Brennan is also pushing for more innovation in her agency’s business model, particularly as mail volume declines and demand skyrockets for package delivery.
“We’re looking for more flexibility in pricing and product,” she said. “One example that we should consider is, if we have more than 200,000 vehicles, as I mentioned, traversing more than 4 million miles on any given day … there is an opportunity for us to partner with these local municipalities and apply sensors on our delivery vehicles that could consider road conditions and traffic patterns.”
The Postal Service is also obligated to operate at more than 150 million delivery points. Some committee members stressed the service’s universal delivery obligation is still critical, particularly in rural parts of the country, and cutting more services is a detriment to their communities.
Sen.
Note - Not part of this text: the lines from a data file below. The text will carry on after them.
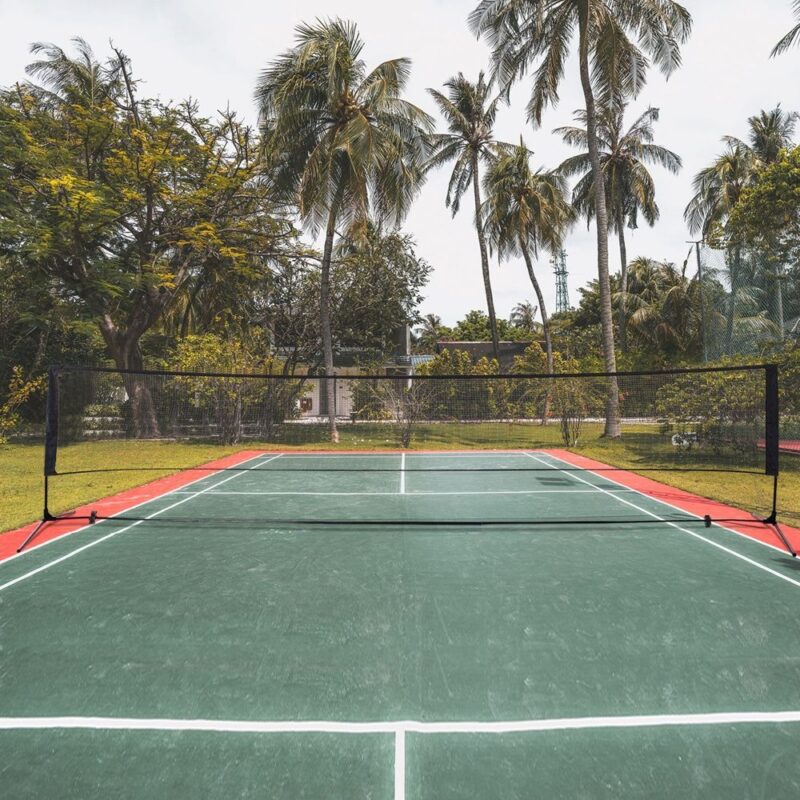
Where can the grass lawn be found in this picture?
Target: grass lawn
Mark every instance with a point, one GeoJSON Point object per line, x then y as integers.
{"type": "Point", "coordinates": [641, 448]}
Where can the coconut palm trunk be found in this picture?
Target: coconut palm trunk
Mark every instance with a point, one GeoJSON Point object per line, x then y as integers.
{"type": "Point", "coordinates": [487, 281]}
{"type": "Point", "coordinates": [612, 426]}
{"type": "Point", "coordinates": [325, 314]}
{"type": "Point", "coordinates": [548, 342]}
{"type": "Point", "coordinates": [623, 260]}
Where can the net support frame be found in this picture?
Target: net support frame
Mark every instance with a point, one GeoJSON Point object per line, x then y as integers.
{"type": "Point", "coordinates": [771, 430]}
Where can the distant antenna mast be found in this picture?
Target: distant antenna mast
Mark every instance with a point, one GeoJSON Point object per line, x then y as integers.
{"type": "Point", "coordinates": [559, 262]}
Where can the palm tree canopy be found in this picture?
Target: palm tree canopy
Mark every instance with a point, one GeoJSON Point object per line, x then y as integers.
{"type": "Point", "coordinates": [336, 133]}
{"type": "Point", "coordinates": [770, 133]}
{"type": "Point", "coordinates": [791, 38]}
{"type": "Point", "coordinates": [719, 186]}
{"type": "Point", "coordinates": [469, 112]}
{"type": "Point", "coordinates": [524, 207]}
{"type": "Point", "coordinates": [624, 156]}
{"type": "Point", "coordinates": [622, 38]}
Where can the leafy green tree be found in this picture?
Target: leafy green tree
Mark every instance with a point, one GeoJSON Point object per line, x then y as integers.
{"type": "Point", "coordinates": [523, 316]}
{"type": "Point", "coordinates": [526, 210]}
{"type": "Point", "coordinates": [122, 203]}
{"type": "Point", "coordinates": [475, 327]}
{"type": "Point", "coordinates": [614, 40]}
{"type": "Point", "coordinates": [376, 284]}
{"type": "Point", "coordinates": [792, 37]}
{"type": "Point", "coordinates": [629, 186]}
{"type": "Point", "coordinates": [342, 142]}
{"type": "Point", "coordinates": [227, 408]}
{"type": "Point", "coordinates": [470, 115]}
{"type": "Point", "coordinates": [430, 331]}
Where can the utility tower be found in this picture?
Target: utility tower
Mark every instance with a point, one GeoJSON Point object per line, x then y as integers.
{"type": "Point", "coordinates": [559, 262]}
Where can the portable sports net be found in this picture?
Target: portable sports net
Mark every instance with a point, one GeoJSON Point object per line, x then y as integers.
{"type": "Point", "coordinates": [432, 450]}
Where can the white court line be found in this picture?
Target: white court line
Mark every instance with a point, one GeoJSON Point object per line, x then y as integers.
{"type": "Point", "coordinates": [696, 535]}
{"type": "Point", "coordinates": [392, 494]}
{"type": "Point", "coordinates": [405, 726]}
{"type": "Point", "coordinates": [399, 764]}
{"type": "Point", "coordinates": [186, 499]}
{"type": "Point", "coordinates": [180, 490]}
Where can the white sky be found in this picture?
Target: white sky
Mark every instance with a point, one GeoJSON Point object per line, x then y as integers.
{"type": "Point", "coordinates": [213, 51]}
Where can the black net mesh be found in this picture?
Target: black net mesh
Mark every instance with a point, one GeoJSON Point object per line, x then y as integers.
{"type": "Point", "coordinates": [411, 448]}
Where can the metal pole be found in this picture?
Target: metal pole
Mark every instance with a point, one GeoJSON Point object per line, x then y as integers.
{"type": "Point", "coordinates": [702, 301]}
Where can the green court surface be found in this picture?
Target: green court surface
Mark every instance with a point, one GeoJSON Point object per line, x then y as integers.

Jon Tester (D-Mont.), who said he met recently with Acting Office of Personnel Management Director Beth Cobert, reiterated that point and reminded the committee that the most secure way the government could notify victims of the OPM cyber breach was through the mail.
Committee members are concerned that constant conversation about the Postal Service’s financial struggles has a broader impact on the morale of the agency.
“I haven’t counted it yet, but you can feel it,” Williams said. “You can feel it everywhere. We do have a problem.”
Sen. Heidi Heitkamp (D-N.D.) said Congress should find “better ways to say thank you” to postal employees.
Carper said he expects to begin follow-up conversations with Johnson on the ideas he heard from witnesses and on his legislation next week.
He said he was encouraged that despite skepticism, Congress can craft comprehensive postal reform.
“It’s not fourth down and goal to goal,” Carper said. “It’s probably first or second down. At some point, we’ll probably have to kick a field goal. Right now, I want us to get a touch down, not just for Congress, but really for three folks: the Postal Service employees, their customers and our taxpayers. We need a touchdown for them, and if in the end we have to settle for a field goal, we will. But we have a couple downs left. Let’s use them.”